GST impact on various sectors
GST will have a far reaching impact on almost all the aspects of the business operations in the country, for instance, pricing of products and services; supply chain optimization; IT; accounting and tax compliance systems :-
- The real estate sector is expected to benefit from lowered construction and procurement costs and funding, which may help developers secure higher margins.
- GST may bring down transaction cost for retail businesses thus helping reduce prices. Analysts expect a strengthening of supply-chain management to bring about lower inflation.
- For telecom, service tax rates will go up to 18 per cent from 15 per cent. Carriers including Bharti Airtel, Vodafone India and Idea Cellular may have to take a hit on margins in the short-term as they will not be able to fully pass on the tax increase to pre-paid customers, who dominate their subscriber base.
- GST may be levied on the sale of newspapers and advertisements and this would give the government’s access to substantial incremental revenues.
Key business impacts of GST
- Inter-State procurement could prove viable
- This may open opportunities to consolidate suppliers/vendors
- Changes in tax system could warrant changes in both procurement and distribution arrangements.
- Current arrangements for distribution of finished goods may no longer be optimal with the removal of the concept of excise duty on manufacturing.
- Current network structure and product flows may need review and possible alteration.
Pricing and profitability
- Tax savings resulting from the GST structure would require repricing of products.
- Margins or price mark-ups would also need to be re-examine.
- Removal of the concept of excise duty on manufacturing can result in improvement in cash flow and inventory costs as GST would now be paid at the time of sale/supply rather than at the time or removal of goods from the factory.
System changes and transaction management
- Potential changes to accounting and IT systems in areas of master data, supply chain transactions, system design.
- Existing open transactions and balances as on the cut-off date need to be migrated out to ensure smooth transition to GST.

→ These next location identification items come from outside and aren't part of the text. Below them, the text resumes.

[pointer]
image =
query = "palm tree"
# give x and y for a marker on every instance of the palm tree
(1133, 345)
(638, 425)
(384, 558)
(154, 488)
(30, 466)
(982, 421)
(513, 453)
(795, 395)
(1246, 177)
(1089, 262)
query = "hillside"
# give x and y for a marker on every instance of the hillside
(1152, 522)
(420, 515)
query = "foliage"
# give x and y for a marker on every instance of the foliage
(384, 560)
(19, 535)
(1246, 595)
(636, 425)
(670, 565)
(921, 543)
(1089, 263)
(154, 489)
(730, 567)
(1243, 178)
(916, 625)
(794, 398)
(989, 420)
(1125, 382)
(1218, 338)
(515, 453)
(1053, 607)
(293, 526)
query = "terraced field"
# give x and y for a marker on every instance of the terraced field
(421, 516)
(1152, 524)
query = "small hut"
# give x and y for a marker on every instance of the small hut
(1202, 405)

- Changes to supply chain reports (e.g., purchase register, sales register, services register), other tax reports and forms (e.g., invoices, purchase orders) need review.
- Appropriate measures such as training of employees, compliance under GST, customer education, and tracking of inventory credit are needed to ensure smooth transition to the GST regime.
To implement the bill there has to be lot changes at administration level, Information Technology integration has to happen, sound IT infrastructure is needed, the state governments has to be compensated for the loss of revenues and many more. The key to the implementation will be the decision on rates, exemptions and thresholds. GST, being a consumption-based tax, states with higher consumption of goods and services will have better revenues. So, the co-operation from state governments would be one of the key factors for the successful implementation of GST.